Lazy (Passive) Expiration Model

The most important technical detail about tag expiration is that it uses lazy evaluation (also called passive expiration). There is no background process, cron job, or scheduled task that periodically scans for expired tags and removes them. Instead, the expiration check happens at query time — every time tags are loaded for display. When Recruitier loads tags for a job (or for a list of jobs), the query includes a condition that filters out any job-tag associations where expires_at is not null and expires_at < current_timestamp. This means:
  • No cleanup lag: There is zero delay between a tag’s expiration time and its disappearance. The moment the clock passes the expires_at timestamp, the tag is excluded from the next query.
  • Precision to the second: The expiration is not rounded to the nearest day or hour. If a tag was applied at 10:32:15 AM with a 3-day duration, it expires at exactly 10:32:15 AM three days later.
  • No database writes on expiration: Expired associations are not deleted from the database when they expire. They are simply filtered out of query results. This means the historical record of “this tag was applied to this job from date A to date B” is preserved in the database, even though it is not visible in the UI.
This design choice has practical implications: it is efficient (no background processing needed), precise (evaluated at the exact moment of access), and non-destructive (historical data is preserved).

Re-application Behavior

When you re-apply a time-based tag to a job where it previously existed (and expired), the system creates a new junction record with a new created_at and new expires_at. The old expired record may still exist in the database but is invisible due to the expiration filter. The new record starts a completely fresh countdown.

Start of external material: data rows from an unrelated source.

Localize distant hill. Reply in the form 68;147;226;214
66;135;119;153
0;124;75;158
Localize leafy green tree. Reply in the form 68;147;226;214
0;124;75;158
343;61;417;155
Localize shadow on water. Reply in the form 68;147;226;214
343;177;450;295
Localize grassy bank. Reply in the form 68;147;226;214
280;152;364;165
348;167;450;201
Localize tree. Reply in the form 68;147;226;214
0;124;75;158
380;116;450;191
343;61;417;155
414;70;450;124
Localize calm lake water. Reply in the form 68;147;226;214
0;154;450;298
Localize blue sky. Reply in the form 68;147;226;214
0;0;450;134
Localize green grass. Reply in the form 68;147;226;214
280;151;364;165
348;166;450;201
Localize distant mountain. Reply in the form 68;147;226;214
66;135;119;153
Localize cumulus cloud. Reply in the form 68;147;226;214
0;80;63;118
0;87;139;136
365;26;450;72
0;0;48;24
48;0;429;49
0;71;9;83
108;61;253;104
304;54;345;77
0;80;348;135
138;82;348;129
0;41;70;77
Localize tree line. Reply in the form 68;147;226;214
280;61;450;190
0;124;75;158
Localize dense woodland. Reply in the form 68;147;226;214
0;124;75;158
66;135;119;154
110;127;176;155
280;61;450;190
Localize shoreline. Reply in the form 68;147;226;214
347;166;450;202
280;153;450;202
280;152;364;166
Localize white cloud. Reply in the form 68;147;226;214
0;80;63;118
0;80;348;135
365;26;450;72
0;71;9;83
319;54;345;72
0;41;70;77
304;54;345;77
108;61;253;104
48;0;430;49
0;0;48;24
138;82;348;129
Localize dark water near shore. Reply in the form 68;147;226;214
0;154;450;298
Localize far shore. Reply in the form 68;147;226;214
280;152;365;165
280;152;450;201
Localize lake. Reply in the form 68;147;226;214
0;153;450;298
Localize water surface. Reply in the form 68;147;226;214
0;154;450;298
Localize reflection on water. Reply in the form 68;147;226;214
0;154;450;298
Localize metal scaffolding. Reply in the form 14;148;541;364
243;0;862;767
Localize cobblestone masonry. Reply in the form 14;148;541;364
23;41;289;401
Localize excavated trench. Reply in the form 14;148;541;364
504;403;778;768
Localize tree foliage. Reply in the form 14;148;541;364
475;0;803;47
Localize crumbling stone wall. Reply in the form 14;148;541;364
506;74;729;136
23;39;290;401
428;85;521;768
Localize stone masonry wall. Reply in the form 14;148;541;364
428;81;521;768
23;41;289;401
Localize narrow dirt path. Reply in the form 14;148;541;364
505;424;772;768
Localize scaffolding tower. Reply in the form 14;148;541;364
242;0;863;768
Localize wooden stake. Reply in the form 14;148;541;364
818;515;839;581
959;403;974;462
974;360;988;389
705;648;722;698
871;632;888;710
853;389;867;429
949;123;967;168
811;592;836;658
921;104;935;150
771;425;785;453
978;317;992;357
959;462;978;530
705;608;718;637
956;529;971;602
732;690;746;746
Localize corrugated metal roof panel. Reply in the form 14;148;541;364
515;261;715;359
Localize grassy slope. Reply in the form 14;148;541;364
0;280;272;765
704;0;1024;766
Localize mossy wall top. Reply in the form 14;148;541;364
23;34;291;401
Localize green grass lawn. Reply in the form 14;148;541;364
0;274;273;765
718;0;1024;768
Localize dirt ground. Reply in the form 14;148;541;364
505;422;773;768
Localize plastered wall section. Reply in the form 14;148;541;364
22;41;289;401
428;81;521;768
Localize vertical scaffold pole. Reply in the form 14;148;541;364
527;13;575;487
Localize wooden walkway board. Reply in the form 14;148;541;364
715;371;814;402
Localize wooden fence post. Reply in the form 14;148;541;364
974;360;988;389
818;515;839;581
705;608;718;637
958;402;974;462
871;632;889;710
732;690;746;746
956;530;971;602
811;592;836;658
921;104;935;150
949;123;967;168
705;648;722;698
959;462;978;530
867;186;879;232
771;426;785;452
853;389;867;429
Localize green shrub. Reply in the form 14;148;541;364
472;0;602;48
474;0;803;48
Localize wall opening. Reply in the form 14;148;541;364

Editing Tag Duration After Creation

If you change the days_duration of an existing time-based tag, the change only affects future applications. Any jobs that already have the tag retain their original expires_at timestamps. This is because the expiration is stored on the job-tag association, not recalculated from the tag’s current duration. For example, if you have a 7-day tag and change it to 14 days, jobs tagged before the change still expire after 7 days. Only newly tagged jobs will expire after 14 days.

Interaction with Batch Operations

When batch-applying a time-based tag, each job in the batch receives its own individual expires_at calculation. Since the batch processes jobs sequentially (though very quickly), each job’s created_at is technically a few milliseconds apart. In practice, this difference is negligible — all jobs in a batch will expire within the same second.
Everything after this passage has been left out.